Health officials are monitoring safety while COVID-19 vaccines are rolled out

As COVID-19 vaccinations become available to more and more people, health authorities are keeping a close watch for unexpected side effects.

On Tuesday, a health worker in Alaska developed a severe allergic reaction after receiving the Pfizer COVID-19 vaccine. She is under observation in the hospital for another night, while another employee, who was vaccinated on Wednesday, has recovered. Doctors already knew to be wary after Britain reported two similar cases last week.

In the US, vaccine recipients are believed to hang around after the injection in case signs of an allergy appear and they need immediate treatment – exactly what happened when the health worker in Juneau turned red and became short of breath 10 minutes after the injection. The second worker experienced puffiness in the eyes, light-headedness and a scratchy throat.

Allergies are always a question of a new medical product, but checking COVID-19 vaccines for other, unexpected side effects is more challenging than usual. It’s not just because so many people will need to be vaccinated in the coming year. Never before have so many vaccines made in different ways been converged at the same time – and it’s possible that one shot option has different side effects than another.

The first vaccine to be widely used in the US and many Western countries, made by Pfizer Inc. and Germany’s BioNTech, and a second option coming soon from competitor Moderna Inc. is expected, both are created in the same way. The Food and Drug Administration says massive studies of each haven’t uncovered major safety concerns.

But allergy concerns “reiterate the importance of real-time safety monitoring,” said Dr.
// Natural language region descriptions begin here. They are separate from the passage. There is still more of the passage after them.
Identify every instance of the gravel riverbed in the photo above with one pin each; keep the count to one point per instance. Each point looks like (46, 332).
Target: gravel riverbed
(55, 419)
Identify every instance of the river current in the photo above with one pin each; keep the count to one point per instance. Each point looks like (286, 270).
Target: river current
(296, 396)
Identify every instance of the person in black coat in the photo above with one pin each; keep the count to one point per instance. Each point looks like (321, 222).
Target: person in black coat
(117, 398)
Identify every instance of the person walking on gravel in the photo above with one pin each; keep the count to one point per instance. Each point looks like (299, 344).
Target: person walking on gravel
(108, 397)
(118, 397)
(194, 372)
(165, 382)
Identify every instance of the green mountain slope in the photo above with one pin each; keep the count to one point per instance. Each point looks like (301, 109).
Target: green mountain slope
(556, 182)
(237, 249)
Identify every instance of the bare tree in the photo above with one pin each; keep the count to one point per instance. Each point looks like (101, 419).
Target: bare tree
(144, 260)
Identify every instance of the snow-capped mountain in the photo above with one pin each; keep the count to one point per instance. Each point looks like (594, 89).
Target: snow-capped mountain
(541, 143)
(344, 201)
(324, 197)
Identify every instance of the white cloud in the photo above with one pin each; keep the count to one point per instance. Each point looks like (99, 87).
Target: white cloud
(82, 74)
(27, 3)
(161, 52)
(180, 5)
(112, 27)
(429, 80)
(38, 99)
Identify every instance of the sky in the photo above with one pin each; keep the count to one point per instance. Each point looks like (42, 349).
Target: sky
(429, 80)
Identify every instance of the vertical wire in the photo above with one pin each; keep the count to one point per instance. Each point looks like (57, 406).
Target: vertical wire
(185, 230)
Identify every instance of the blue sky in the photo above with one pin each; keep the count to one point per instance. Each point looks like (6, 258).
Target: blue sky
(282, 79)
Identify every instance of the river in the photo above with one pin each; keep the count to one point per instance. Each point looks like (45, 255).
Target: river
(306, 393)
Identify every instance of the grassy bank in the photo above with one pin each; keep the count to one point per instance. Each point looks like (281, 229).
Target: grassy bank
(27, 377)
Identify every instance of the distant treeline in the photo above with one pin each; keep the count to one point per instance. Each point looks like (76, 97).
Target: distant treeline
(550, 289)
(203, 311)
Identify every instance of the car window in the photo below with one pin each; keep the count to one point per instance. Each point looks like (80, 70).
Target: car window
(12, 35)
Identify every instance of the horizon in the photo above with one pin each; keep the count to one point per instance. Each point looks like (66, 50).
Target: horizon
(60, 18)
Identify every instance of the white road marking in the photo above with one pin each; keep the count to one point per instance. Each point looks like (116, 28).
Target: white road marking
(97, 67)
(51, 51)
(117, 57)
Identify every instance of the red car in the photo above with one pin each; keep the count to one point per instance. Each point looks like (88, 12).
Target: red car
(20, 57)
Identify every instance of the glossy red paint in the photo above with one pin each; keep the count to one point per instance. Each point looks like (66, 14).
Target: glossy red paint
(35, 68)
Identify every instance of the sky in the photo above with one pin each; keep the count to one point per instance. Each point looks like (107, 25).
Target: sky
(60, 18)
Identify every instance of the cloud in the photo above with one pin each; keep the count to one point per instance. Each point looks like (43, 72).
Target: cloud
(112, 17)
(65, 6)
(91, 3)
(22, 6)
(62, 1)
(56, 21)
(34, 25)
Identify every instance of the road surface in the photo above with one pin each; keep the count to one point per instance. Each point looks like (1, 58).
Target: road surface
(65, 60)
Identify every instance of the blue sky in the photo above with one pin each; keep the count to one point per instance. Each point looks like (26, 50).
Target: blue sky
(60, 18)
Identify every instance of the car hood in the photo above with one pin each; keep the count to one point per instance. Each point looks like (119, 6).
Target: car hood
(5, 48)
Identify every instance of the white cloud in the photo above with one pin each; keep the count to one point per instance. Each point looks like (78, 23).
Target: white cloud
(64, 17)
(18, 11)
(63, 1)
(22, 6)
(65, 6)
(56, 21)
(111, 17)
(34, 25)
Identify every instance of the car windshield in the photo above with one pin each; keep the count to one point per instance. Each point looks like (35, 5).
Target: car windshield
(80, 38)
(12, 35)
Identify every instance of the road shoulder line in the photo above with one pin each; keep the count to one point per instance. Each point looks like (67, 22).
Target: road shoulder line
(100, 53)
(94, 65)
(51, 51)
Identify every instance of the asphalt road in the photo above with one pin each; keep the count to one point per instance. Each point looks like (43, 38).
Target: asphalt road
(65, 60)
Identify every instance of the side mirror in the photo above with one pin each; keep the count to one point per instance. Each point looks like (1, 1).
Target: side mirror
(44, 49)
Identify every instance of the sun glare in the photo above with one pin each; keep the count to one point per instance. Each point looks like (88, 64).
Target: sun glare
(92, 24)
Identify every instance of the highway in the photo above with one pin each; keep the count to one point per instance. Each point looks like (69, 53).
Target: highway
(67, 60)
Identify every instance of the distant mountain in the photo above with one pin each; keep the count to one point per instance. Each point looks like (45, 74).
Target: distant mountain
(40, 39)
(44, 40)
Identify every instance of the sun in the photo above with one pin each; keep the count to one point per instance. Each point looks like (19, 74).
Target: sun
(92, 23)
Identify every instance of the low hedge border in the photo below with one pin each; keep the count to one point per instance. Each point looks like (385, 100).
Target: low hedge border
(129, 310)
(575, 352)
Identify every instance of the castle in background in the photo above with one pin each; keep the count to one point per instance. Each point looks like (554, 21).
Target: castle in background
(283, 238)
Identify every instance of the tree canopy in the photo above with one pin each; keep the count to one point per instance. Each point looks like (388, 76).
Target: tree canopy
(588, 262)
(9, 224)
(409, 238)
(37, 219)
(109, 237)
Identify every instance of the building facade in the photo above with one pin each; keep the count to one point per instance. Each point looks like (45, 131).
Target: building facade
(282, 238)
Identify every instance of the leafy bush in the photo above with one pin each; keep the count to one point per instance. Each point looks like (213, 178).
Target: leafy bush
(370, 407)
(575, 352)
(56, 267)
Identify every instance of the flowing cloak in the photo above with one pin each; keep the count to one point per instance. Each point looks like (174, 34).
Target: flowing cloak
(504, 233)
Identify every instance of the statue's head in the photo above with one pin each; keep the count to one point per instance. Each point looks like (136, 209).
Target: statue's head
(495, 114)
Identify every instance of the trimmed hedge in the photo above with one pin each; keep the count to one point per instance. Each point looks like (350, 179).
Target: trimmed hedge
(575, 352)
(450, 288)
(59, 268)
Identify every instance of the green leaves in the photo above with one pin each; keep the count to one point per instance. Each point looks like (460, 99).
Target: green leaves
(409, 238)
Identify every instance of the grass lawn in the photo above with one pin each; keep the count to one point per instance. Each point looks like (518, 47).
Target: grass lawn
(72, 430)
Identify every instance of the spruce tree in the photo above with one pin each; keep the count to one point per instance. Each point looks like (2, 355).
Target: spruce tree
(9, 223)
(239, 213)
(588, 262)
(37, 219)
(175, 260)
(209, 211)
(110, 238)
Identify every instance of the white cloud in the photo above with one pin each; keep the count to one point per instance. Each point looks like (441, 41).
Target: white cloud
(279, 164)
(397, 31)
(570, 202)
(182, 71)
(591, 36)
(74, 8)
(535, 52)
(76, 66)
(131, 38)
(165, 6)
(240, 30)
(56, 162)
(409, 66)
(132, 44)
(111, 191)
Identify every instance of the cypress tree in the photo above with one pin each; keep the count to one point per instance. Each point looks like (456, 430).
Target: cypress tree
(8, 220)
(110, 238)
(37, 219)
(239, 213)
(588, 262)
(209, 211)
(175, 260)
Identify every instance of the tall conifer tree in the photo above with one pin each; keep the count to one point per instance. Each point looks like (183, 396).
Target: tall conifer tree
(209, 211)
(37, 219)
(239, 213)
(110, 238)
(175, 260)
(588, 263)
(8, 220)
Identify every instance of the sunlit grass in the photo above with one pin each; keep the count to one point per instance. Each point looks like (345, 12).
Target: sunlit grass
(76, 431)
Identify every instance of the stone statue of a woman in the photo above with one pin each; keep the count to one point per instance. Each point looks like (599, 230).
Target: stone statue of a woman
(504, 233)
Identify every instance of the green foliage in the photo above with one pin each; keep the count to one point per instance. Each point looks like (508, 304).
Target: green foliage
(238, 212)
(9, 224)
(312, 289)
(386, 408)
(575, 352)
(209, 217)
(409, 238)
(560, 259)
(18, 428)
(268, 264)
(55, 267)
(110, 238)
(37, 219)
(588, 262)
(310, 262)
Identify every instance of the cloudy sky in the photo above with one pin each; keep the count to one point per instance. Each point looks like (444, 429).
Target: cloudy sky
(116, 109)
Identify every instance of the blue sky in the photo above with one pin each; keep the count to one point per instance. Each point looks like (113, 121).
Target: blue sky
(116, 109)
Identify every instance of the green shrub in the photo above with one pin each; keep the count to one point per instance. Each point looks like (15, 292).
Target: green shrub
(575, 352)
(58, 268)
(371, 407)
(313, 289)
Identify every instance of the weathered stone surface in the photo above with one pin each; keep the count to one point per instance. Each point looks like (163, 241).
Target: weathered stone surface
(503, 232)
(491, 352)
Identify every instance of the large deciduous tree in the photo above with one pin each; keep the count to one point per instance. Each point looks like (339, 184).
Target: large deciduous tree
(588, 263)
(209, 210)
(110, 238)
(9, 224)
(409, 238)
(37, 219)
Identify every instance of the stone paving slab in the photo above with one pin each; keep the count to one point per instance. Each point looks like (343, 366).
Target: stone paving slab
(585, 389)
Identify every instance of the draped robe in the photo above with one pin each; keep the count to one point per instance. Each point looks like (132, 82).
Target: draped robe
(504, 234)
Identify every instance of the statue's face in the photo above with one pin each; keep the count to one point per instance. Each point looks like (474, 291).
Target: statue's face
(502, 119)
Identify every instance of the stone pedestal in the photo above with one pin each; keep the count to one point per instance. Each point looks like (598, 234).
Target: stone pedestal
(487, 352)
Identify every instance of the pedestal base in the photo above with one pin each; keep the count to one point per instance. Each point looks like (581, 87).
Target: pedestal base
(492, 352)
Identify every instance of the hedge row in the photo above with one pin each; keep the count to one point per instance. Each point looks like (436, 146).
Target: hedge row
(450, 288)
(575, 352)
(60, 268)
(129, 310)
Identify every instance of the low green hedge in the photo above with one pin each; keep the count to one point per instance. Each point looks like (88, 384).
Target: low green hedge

Jesse Goodman of Georgetown University, a former FDA vaccine leader.

And the authorities have multiple ways to keep track of how people are doing, as these COVID-19 vaccines, and hopefully more in the coming months, hit more arms.


Getting the Pfizer-BioNTech Injection or the Moderna version can cause temporary discomfort, as can many vaccines.

In addition to a sore arm, people may experience fever and flu-like symptoms – fatigue, aches, chills, headaches. They last about a day, sometimes bad enough that recipients miss work, and are more common after the second dose and in younger people.

These reactions are a sign that the immune system is on the rise. COVID-19 vaccines tend to cause more of those reactions than a flu shot, about what people experience with shingles vaccinations. But some resemble early symptoms of the coronavirus, one reason hospitals are shaky when their employees are vaccinated.


The FDA found no serious side effects among the tens of thousands who took part in studies of the two vaccines.

Yet problems so rare that they do not appear in even very large studies sometimes occur when a vaccine is more widely used and without the strict rules of a clinical trial.

The first allergy notifications from England involved people with a history of severe allergies, and the UK authorities warned people with severe previous experience to delay vaccination as they determine which ingredient could be a problem.

US health authorities give more nuanced advice. People are always asked about allergies before any vaccinations are given, and instructions for the Pfizer-BioNTech injection say avoid it if you are severely allergic to any of the ingredients or have had a severe reaction to a previous dose. Health professionals can peruse the ingredient list.

The Centers for Disease Control and Prevention advises people to stay for 15 minutes after vaccination and those with a history of other allergies for 30 minutes so they can be treated immediately if they have a reaction.

The Alaska health worker, who doctors say had no history of allergies, followed that advice and was promptly cared for a particularly serious reaction called anaphylaxis. She recovered after a night of observation in the hospital, but was not given a second dose of vaccine.

Doctors in Alaska have warned US authorities, who will continue the required monitoring to tell how common these types of reactions really are. This will be especially important as there is enough vaccine coming in for injections to be administered outside of health care facilities that have a lot of experience in dealing with these types of reactions.

Balancing potential risks with the benefits of the vaccine in the pandemic is an ongoing process, warned Dr. Jay Butler of the CDC Wednesday.


The challenge is determining whether the vaccine caused a health problem or whether it was a coincidence. Don’t be too quick to conclude that there is a connection, health authorities stress.

The way to tell: comparing all reports of possible side effects with data showing how often the same condition occurs routinely in the population.

The government has several ways to do that. Physicians are required to report any problems patients have. But the FDA is investigating huge databases of insurance claims for early warning signs that health problems are more common in newly vaccinated people than everyone else.

On the list to check is Bell’s palsy, a temporary facial paralysis that occurred in a handful of people in both vaccine studies. The FDA said it’s likely a coincidence, but will definitely follow.

Vaccine recipients can help with additional safety monitoring. The program, called “v-safe”, automatically sends a daily text asking how people are feeling the first week after each vaccine dose, and then a weekly text for the next five weeks. Any responses that indicate a concern ask for a phone call for more information.


The Associated Press Department of Health and Science is supported by the Howard Hughes Medical Institute’s Science Education Department. The AP is solely responsible for all content.